Created as a simple status updating service, twitter is rapidly evolving to encompass more uses. For one thing, it’s being used by many as a chat system, something akin to the “shoutbox” you’ll see on the occasional forum only a little more personal. If you’re following someone and they make a comment that you have some sort of response to, you can post a little reply in your twitter feed. If they’re following you as well, they’re going to see it. In fact, this way to chat got popular enough that twitter caught on and made adjustments to accomodate it. The standard way to let somone know that you’re responding to something they said is to start you response with the symbol ‘@’ and the person’s username on twitter. Once they picked up on this, twitter changed the coding on their site so that the ‘@’ symbol would automatically cause the following username to show up as a link to that users profile page.

So why should we care about twitter from a business perspective? I mean it’s neat, people have this great little tool they can use to communicate with their friends and even form a sort of community, but what does that mean for me? Can I find a profitable use for this tool? I ran into alot of questions about the possibility of twitter for business use while I was checking the service out, and I came across one viable idea that’s worth taking a look at.

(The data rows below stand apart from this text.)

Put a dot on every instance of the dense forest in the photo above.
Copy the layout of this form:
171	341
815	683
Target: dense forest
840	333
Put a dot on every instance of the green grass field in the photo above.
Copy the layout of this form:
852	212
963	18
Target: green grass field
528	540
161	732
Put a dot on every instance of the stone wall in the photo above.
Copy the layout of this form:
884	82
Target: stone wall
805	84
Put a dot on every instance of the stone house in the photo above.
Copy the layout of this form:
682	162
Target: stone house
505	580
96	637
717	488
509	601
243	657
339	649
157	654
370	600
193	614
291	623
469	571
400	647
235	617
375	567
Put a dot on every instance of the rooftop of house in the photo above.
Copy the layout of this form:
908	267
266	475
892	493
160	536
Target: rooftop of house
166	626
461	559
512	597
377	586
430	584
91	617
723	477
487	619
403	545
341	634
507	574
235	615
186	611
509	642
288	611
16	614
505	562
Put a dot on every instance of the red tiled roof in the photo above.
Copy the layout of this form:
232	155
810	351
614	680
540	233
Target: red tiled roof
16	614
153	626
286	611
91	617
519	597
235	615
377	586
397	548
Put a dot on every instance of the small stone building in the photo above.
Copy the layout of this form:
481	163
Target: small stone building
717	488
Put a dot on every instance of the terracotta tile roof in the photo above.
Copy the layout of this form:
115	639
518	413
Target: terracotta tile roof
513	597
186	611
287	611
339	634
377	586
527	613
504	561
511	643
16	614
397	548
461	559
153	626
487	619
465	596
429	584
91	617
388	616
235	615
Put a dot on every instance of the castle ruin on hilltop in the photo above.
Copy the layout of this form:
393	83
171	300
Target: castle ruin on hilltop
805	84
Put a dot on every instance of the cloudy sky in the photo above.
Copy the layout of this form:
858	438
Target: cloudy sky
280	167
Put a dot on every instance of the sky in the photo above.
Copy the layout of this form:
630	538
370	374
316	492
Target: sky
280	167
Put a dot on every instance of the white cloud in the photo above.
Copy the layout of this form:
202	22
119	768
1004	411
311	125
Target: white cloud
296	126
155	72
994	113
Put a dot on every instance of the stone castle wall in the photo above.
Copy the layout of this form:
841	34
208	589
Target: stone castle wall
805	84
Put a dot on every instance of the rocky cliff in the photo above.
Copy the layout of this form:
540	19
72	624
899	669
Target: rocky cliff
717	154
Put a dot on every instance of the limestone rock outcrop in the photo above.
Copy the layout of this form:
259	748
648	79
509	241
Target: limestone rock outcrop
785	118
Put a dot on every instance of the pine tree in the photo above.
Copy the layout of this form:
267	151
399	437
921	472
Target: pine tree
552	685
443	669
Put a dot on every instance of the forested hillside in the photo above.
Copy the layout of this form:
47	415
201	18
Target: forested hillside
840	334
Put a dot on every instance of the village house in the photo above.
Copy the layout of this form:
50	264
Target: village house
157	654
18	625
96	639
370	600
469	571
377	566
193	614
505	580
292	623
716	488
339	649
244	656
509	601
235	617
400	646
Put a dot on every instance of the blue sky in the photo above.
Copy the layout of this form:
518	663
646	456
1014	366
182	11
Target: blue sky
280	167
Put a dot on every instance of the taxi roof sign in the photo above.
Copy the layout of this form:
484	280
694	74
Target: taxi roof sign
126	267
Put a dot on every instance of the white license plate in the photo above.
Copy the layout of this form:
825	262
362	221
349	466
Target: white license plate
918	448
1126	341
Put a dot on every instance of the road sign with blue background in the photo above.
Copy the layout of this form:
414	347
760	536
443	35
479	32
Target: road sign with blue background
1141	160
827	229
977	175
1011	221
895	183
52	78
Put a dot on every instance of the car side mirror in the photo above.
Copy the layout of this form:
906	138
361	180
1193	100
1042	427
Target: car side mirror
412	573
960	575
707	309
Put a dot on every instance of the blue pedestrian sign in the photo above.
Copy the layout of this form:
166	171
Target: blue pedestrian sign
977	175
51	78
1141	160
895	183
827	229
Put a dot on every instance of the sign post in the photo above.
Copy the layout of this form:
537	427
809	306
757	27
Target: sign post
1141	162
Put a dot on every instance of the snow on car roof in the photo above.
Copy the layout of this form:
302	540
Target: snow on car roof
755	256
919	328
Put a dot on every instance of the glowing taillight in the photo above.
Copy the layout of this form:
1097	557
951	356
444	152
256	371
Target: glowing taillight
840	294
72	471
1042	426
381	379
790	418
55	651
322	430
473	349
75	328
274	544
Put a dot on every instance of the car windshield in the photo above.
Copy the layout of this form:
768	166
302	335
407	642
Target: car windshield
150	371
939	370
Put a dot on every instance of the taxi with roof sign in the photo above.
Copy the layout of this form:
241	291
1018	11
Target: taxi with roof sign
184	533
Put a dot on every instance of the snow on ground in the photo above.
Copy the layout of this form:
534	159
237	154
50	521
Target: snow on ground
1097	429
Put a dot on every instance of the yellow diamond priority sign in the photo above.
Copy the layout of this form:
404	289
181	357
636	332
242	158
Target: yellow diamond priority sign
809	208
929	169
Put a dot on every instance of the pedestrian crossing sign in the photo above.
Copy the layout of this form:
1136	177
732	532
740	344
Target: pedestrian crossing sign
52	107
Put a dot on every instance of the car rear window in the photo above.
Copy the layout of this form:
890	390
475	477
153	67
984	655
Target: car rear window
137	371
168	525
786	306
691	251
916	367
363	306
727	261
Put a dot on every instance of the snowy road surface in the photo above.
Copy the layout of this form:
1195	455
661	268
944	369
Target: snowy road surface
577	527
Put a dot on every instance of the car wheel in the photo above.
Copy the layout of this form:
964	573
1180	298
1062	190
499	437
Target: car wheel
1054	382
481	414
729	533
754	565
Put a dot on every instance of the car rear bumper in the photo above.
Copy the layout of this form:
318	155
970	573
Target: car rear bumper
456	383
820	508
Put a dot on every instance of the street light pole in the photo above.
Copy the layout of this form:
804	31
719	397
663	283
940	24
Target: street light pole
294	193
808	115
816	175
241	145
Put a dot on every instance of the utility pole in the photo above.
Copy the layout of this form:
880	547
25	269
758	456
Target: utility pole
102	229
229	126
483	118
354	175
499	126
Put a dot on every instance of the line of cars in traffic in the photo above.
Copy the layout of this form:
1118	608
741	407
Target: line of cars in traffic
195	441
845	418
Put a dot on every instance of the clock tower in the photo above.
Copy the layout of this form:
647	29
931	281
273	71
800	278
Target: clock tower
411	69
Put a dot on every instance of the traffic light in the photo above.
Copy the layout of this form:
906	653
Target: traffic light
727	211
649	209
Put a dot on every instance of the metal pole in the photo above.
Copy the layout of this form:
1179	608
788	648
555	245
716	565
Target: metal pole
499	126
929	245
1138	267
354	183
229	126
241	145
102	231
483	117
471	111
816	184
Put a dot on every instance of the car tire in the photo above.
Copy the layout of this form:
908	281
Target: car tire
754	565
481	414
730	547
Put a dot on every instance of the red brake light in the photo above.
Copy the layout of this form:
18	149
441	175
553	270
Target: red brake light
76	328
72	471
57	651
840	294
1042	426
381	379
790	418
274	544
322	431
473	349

I’m gonna segway for a minute to one of my personal favourite websites. It’s a webcomic called MegaTokyo that’s been around for quite some time now. The site has seen enormous amounts of success even to the point of several published collections of the comic being released and available in almost any large bookstore. Now there’s one thing that the author of the comic does that has caught my attention several times. He has a spot for his own personal twitter feed on the site, but also includes a second twitter feed that relates specifically to the comic. You’ll see updates there on the status of the next strip. Things like “drawings done, working on inking,” or “almost finished, should be up by 3:00.”
This is an excellent move in my opinion. Using a twitter feed this way is giving the site two advantages. First off, it’s a way for readers to feel a little more connected with the project. They feel more intimately involved in the process of the comic if they know what’s going on every step of the way. It’s that sort of connection that converts casual visitors to fans.
Secondly, it adds yet another little bit of dynamic content to the site. Most content-based websites require fresh new content to arrive periodically in order to be successful. Megatokyo, on a regular basis, updates with a new comic strip every monday wednesday and friday. However, it’s not always possible for the artist to keep to that schedule. People have lives and sometimes they get in the way of writing and drawing a comic strip. When a fan of the comic visits the site and sees no knew content, they’re dissapointed. With the addition of the Megatokyo twitter feed, however, they are at least able to check out what the progress is on the strip, how soon it will be up, why it got delayed, etc. Along with fostering a greater feeling of connection to the project, it provides something ‘new’ for the reader to be checking up on, one more little reason to come back to the site… and that goes a long way.
Twitter is more than a trendy little service. It’s an excellent business and networking tool the potential of which has yet to be tapped. Anyone with an interest in social networking, blogging, online communities, internet entreprenuership or even just a desire to keep their finger on the pulse of the web needs to get in on this.